29 July 2021
Struggling to stay afloat as you continue to WFH (Work From Home)? You aren’t alone. Studies have shown that regular WFH without adequate safeguards can have negative impacts on your physical, mental and emotional health.
Some symptoms to be wary of include chronic stress, depression, and fatigue, which if left unattended, can take a toll on your overall wellbeing, as well as strain your relationships.
It’s no secret that anxiety and stress levels have risen exponentially with Covid-19. Concerns range from physical health and safety, uncertainty about seeing our loved ones again, loneliness and isolation, anxiety about jobs, relationship adjustments, to name only a few. What hasn’t always been so clear is the role of digital technologies in compounding this stress and anxiety.
In fact, the improper use of digital devices pose great dangers to our wellbeing – physical, mental, and emotional. Many of these are dangers are hidden or occur over a period of time, so that we don’t often immediately recognise their impacts on us.
For example, when the deadly second Covid wave hit India in April/May, I kept abreast of the situation, following news stories as they broke and fearing for the safety of my loved ones. However, very soon the frequency of devastating images and statistics began to take a toll, making me anxious and nervous. As I sat down to reflect on why I was feeling this way, despite my daily mediation and periods of mindfulness, I soon identified the culprit as social media and breaking news notifications. I turned off the notifications, checked the news just twice a day, and veered away from social media-based updates and comments in favour of commentaries, and soon enough, my peace of mind returned.

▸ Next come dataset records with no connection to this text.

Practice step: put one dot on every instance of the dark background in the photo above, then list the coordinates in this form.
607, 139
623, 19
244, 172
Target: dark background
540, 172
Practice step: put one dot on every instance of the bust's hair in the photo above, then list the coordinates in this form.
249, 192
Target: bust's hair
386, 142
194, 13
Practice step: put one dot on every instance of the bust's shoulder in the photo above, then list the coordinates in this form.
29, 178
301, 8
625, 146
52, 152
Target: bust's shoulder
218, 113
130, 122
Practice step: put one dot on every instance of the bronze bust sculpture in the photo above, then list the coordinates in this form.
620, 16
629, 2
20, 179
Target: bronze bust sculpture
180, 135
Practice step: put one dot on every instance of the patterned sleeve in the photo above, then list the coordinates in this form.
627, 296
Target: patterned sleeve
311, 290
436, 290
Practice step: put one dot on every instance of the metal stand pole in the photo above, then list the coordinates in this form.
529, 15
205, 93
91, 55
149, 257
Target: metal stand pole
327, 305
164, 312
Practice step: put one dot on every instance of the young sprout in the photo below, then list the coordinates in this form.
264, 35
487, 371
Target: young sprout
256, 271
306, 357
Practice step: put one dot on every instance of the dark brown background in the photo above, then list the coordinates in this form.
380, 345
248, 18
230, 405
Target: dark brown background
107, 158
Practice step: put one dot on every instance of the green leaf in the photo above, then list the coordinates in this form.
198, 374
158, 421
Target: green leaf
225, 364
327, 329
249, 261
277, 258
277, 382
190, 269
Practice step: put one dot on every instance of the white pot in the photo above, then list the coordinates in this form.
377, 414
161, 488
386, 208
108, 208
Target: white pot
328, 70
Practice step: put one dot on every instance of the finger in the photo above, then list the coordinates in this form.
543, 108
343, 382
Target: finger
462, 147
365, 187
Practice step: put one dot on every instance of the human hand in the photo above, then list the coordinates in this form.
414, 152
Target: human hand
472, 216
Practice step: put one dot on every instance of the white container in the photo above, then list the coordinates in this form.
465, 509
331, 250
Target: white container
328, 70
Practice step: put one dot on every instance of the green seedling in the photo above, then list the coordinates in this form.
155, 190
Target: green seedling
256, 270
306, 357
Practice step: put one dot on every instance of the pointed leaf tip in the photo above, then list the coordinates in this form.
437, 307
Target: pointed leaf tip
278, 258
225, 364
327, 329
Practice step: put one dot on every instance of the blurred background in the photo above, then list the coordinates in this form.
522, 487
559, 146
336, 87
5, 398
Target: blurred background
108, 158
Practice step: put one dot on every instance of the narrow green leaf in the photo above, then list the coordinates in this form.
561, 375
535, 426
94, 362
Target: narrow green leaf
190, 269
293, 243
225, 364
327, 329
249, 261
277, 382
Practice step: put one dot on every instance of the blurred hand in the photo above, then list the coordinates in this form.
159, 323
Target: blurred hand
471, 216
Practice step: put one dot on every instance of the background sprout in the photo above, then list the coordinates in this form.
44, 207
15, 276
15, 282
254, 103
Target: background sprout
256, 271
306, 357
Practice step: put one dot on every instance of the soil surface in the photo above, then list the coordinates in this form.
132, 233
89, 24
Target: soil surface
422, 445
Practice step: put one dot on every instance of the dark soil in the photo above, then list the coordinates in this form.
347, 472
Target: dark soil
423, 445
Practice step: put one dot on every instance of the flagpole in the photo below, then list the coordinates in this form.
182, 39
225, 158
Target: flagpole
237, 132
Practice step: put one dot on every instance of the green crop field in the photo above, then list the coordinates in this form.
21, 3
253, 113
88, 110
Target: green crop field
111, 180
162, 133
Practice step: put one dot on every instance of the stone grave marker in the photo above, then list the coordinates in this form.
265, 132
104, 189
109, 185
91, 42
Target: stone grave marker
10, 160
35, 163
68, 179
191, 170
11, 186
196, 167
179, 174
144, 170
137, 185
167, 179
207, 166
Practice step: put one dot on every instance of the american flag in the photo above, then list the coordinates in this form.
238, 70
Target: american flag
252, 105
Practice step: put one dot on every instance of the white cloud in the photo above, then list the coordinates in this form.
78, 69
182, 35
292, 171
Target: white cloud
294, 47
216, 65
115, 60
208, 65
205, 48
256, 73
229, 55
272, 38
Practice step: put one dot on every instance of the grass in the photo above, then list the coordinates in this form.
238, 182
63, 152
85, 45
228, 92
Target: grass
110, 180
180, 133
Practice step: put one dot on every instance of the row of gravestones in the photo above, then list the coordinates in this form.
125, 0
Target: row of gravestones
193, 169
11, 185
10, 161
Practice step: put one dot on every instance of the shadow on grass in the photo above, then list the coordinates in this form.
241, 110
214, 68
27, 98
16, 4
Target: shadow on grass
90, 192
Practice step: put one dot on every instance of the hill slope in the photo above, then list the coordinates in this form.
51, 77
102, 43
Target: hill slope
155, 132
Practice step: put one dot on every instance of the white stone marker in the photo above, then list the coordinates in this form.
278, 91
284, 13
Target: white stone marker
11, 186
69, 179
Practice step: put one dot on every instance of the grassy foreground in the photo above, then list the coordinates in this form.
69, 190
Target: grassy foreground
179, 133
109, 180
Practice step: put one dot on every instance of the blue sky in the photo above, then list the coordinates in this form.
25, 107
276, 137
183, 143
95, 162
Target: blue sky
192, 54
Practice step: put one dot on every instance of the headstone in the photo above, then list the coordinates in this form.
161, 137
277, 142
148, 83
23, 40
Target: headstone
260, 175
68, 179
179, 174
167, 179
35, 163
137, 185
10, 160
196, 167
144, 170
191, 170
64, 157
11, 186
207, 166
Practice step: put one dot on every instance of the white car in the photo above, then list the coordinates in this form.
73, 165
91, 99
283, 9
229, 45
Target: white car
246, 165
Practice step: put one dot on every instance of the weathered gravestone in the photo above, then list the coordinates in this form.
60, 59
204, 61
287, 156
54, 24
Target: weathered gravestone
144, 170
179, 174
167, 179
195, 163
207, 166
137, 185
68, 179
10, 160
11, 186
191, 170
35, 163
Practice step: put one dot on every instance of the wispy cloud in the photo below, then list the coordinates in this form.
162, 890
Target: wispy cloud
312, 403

I was able to keep updated without the resultant impacts on my mental and emotional health. Similarly, there are innumerable ways in which small tweaks to the way we use digital technologies and consume new media information can improve our overall wellbeing.
This is central to cyber-wellbeing or cyber-wellness, which very simply, refers to the focus on health, happiness, prosperity and fulfilment as you use the internet.
It’s important to know where the dangers lie in cyberspace, so that we can proactively work to improve wellbeing – both personal and in the workplace.
So, what are some of these dangers?
Undoubtedly, new technologies have played a critical role in helping us stay connected to work, school, family and friends amidst the Covid-19 pandemic. However, this constant connection can be a source of anxiety and stress: whether it is job connectedness due to mobile phones; or the sound of work notifications that follow you after work hours; or wondering how to keep kids productively occupied and safe online as you shut your (bed)room door and get to work.
Then there is the issue of Zoom or virtual fatigue that results from the improper and overuse of virtual communication platforms, particularly videoconferencing. In extreme cases, this can cause burnout, due to the taxing effects of this method of communication on our brains, eyes, and posture.
Research shows that when organisations that have put in place measures to reduce WFH strains and provide clear guidelines on digital connectedness, employees have experienced higher levels of wellbeing.
In this way, it becomes clear that Cyber-Wellness is a critical aspect of both Personal and Workplace Wellness.
While lockdowns and circuit breakers won’t last forever, WFH or at least some form of flexible/remote working will continue into the foreseeable future. Companies must ensure that wellbeing is a priority, and that cyber-wellness awareness and activities are included as part of workplace wellbeing initiatives.
While this happens, there are things that individuals can do on their own to improve their wellbeing with continued WFH arrangements.
I have listed some steps below to help you move ahead in your cyber-wellness journey:
- Start by identifying the dangers to your wellbeing as you WFH
- Physical strains you face – e.g. eye strain
- Mental strains you face – e.g. anxiety from balancing work and family duties simultaneously
- Emotional strains you face – e.g. relationship conflicts
- Acknowledge the ways in which these strains impact you and make you feel
- E.g. tired, neck and shoulder aches
- E.g. frustrated, depressed
- List down some ways in which you can reduce or remove these strains
- Take mini-breaks during the day or in between calls
- Avoid the urge to check devices during bedtime
- Turn off work email or app notifications after work hours
- Incorporate these changes consistently, and observe how you feel. See what works and what doesn’t. Check in with yourself regularly to see how digital devices and the internet are impacting your wellbeing.